At least Diehl did the honorable thing by resigning quickly, and without making his wife stand beside him, even if he did hesitate for a day (after apologizing, he laid out his plans: “I will begin immediately working to restore the trust of those closest to me, and getting back to the important work that is required in the final days of session.” Only the next day did he resign as the pressure built.)
But don’t make the mistake of thinking only Republicans have been caught making fools of themselves over young interns! Who can forget the Bill Clinton Fornigate fiasco in 1998? Where is there a greater power difference than between the President of the U.S. and a lowly, unpaid White House intern?
What bothers me about the Diehl silliness isn’t so much his hypocrisy, but that he has damaged the opportunity for students to really learn as interns, since the school has canceled the program — at least for this year. Real world experience was critical to my career path. An internship for a county “drug abuse education and awareness program” taught me loud and clear that I did …not! want to work in public relations, especially for the “drug abuse prevention” sector, since what I saw of “DARE” (Drug Abuse Resistance Education) programs convinced me that they would do little or nothing to reduce drug use in kids — by then, I had seen plenty of overdoses as a medic. Sure enough, later studies showed kids are more likely to use drugs if they’ve gone through DARE!

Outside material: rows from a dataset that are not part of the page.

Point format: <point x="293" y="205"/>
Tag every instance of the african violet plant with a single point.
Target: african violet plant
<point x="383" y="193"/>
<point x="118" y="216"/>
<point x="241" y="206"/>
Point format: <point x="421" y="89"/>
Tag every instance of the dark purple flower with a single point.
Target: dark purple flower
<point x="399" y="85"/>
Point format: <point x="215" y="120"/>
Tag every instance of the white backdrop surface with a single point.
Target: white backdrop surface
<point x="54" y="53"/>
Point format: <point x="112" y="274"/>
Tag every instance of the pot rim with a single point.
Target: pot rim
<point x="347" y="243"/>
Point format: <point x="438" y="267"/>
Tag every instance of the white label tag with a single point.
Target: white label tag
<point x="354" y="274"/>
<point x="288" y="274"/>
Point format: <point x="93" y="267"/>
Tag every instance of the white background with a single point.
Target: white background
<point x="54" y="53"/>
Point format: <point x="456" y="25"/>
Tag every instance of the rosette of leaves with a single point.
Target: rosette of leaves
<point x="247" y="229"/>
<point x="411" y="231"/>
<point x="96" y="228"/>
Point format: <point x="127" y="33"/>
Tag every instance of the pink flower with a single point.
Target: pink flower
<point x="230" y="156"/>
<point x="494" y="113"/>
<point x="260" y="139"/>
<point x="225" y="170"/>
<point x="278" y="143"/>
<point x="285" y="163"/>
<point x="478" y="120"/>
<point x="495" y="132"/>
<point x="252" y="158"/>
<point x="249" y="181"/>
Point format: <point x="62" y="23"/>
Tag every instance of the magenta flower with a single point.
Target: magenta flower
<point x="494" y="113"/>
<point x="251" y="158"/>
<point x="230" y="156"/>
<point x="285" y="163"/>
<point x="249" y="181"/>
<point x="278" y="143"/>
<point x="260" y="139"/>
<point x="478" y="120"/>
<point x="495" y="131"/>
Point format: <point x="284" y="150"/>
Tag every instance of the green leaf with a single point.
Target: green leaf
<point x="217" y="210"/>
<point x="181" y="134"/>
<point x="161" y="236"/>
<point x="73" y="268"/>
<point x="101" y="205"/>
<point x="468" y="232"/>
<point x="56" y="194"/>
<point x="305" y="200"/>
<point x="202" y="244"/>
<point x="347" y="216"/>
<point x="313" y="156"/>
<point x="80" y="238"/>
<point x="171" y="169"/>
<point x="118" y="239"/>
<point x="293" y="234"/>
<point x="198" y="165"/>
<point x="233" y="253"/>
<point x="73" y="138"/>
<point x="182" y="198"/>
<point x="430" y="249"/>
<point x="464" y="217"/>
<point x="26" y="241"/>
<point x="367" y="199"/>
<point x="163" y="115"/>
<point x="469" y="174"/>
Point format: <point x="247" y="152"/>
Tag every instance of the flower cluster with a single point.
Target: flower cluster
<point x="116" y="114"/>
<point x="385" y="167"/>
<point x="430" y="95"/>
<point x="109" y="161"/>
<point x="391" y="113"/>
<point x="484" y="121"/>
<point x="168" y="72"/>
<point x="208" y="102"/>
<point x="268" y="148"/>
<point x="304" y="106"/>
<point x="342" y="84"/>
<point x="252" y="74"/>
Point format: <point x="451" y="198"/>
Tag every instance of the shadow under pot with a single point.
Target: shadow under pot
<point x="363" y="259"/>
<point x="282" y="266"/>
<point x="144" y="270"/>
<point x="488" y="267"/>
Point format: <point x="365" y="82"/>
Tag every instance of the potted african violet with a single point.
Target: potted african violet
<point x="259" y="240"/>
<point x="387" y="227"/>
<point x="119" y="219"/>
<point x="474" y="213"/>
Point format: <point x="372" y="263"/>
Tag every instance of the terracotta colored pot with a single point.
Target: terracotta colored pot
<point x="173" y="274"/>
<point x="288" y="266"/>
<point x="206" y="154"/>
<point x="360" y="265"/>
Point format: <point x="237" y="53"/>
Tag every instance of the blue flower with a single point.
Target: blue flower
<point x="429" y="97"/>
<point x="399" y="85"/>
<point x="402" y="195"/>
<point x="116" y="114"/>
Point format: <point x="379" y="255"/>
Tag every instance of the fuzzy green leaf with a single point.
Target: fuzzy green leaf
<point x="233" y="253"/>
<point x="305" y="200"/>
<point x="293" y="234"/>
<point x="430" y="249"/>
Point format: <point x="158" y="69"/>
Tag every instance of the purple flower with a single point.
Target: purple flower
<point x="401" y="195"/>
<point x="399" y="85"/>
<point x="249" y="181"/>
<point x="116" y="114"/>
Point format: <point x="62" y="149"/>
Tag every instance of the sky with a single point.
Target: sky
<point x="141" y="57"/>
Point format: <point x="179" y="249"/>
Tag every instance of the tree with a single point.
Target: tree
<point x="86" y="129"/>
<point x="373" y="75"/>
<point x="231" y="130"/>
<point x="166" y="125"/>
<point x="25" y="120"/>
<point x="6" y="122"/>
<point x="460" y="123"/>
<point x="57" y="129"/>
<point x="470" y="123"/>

And was my other work experience, as a journalist with the campus newspaper, and later being selected editor of the campus magazine, that showed me that I was much more interested in publishing than P.R., and much more interested in features than original reporting. It created and focused my life path, I got a lot out of those experiences. Other students deserve such experiences too, but Diehl couldn’t keep his belt buckled, and wrecked it not just for the teen he was panting at, but the rest of the interns. What an obliviot indeed.